Sky Sports 3, 7.30pm

Wigan will be looking for a win at home to Bradford as they aim to ease lingering relegation fears.

MEGASTRUCTURES

National Geographic, 8pm

The Tau Tona gold mine, in South Africa, is among the world’s deepest. Miners work some three miles beneath the earth’s surface. This programme looks at this excavated behemoth.

WHICKER’S WAR

History Channel, 9pm

By a stroke of good fortune, Alan Whicker’s time in uniform as a teenager was spent as he would spend so much of his later professional life, travelling through foreign lands with a film crew in tow.
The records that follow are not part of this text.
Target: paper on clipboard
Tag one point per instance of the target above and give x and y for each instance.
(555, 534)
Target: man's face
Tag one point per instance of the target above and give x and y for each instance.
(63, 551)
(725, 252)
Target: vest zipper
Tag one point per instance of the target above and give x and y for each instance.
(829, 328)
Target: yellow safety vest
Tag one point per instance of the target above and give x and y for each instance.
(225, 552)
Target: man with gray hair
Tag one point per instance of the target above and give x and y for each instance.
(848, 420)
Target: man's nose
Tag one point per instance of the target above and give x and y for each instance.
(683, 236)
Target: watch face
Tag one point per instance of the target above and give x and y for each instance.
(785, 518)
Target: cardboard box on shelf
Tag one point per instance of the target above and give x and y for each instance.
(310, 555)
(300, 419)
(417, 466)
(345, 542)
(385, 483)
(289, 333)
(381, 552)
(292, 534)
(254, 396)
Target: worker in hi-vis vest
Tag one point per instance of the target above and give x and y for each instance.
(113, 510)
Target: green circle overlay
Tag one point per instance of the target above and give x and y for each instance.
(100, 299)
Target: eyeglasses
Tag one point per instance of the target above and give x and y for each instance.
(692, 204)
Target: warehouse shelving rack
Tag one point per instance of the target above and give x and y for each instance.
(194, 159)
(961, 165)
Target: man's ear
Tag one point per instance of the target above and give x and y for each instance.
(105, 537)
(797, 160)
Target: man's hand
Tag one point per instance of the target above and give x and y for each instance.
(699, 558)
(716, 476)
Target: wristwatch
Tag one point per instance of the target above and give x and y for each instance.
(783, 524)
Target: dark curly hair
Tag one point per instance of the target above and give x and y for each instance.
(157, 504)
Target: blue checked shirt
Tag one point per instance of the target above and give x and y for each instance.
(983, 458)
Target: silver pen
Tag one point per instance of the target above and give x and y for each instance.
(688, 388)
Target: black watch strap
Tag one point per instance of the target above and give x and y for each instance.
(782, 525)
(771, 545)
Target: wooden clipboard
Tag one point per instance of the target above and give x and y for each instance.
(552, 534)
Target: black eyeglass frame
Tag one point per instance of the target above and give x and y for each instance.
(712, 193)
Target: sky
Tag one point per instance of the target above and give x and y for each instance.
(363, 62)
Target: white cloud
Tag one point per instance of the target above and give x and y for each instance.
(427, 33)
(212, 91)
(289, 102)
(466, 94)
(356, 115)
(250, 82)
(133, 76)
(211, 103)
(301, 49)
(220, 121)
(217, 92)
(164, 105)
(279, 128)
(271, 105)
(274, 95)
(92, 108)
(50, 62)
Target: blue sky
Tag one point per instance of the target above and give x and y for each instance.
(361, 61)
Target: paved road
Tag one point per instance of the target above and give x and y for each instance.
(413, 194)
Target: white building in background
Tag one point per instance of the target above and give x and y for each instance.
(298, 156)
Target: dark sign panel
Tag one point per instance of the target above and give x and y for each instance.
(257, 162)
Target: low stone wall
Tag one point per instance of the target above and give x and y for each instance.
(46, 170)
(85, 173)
There, though, the similarities ended: his army film unit followed hot on the heels of the frontline troops, and they saw sights the globetrotting journalist would have found impossible to shoehorn into one of his dry travelogues, such as coming across the strung-up corpse of Benito Mussolini. He retraces his steps and looks back on these times, footage of his recent journey contrasting with that taken more than 60 years ago.

LEGENDS OF JAZZ

Artsworld, 9pm

This will be the jazz slot for the next month on Artsworld. The first profile is of Louis Armstrong, the New Orleans trumpeter who turned jazz from a regionally popular dance music into an art.

PLANET ROCK PROFILES

Performance, 9.30pm

This usually enjoyable series returns with an out-of-date portrait of Snow Patrol from 2004, charting their journey from workmanlike indie to corporate Coldplay facsimile. It features the bass player Mark McClelland, who left the band under a cloud shortly afterwards, and no mention is made of Iain Archer, the guitarist and songwriter who won an Ivor Novello Award for his work on their first hit album.

CSI: MIAMI

Living TV, 10pm

The clock is ticking in several senses as the third season of the Florida branch of the TV franchise reaches its climax. A dirty bomb is about to go off somewhere in Miami, and Horatio Caine (David Caruso) has found what appear to be the bloody fingerprints of his dead brother, Ray, during his investigation into the murder of the suspected bomb-maker. There are shocks a-plenty in this dark and elegant finale.